普遍的な人間性とは、人間の本性にあうものかどうかです。人間の自由、安全、生存などが保障されることや行為をさします。

原子力発電は事故がおきたときのリスクが大きすぎるから人間性からして、ダメだと私は思っていました。昨年は、とうとう危惧していたことが起きてしまいました。

北朝鮮の政権も人民を苦しめているので、早晩ダメになると思って来ました。非人間的なものはダメになるということです。これはまだ実現していませんが、そう遠くない時期にそうなるでしょう。

普遍的な人間性を追い風にして行動することは長期的にはとても大事なことだと私は思います。

すぐには効果は現れないかもしれませんが、4、5年単位では必ず影響が表面化します。

ところが、この時間軸が相手と合わないとまったく議論になりません。

原発がなくても、3、4年で、日本経済は猛烈な技術開発が起き、その結果かなり格好がついてくると私は考えていますが、多くの経営者は20年以上かかると見ています。

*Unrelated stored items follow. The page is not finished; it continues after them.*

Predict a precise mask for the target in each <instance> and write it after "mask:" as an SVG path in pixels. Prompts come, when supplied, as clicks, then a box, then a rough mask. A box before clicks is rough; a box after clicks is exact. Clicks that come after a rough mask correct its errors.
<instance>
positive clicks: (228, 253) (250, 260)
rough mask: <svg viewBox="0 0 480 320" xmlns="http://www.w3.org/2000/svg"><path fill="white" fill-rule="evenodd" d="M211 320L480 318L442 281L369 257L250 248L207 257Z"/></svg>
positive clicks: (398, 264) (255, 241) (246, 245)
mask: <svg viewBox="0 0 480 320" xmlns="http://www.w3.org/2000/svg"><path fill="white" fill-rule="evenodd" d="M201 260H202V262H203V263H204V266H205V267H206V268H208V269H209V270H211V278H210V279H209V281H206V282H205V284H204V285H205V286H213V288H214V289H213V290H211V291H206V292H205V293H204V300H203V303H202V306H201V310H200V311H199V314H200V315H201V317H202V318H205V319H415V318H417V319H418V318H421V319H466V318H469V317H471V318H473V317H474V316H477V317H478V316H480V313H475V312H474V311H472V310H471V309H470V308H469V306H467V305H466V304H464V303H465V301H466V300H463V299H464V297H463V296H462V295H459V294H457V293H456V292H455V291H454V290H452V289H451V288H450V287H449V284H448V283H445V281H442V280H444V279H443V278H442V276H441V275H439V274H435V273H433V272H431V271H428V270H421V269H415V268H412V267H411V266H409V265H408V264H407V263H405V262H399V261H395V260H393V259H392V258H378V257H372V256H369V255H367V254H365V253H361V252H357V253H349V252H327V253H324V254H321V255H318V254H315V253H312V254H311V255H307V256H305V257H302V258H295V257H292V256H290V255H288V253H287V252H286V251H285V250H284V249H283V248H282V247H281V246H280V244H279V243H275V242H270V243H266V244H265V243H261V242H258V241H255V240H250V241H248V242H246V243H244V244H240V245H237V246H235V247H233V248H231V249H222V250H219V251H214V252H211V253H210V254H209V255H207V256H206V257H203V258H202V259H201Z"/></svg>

オイルショックのときでも、そんなに時間はかからなかったにもかかわらずです。

ドラスティックな変化を読むのはたいへん難しいし、みんな怖いので漸進的な変化を好みます。

しかし、変化というのはブレークスルーといわれるように、瞬間的な突破というか破壊で起きるものです。

そういう点で、お互いの感覚に差があると、なかなか話は合いは進みません。時を待つしかないと思うこともよくあります。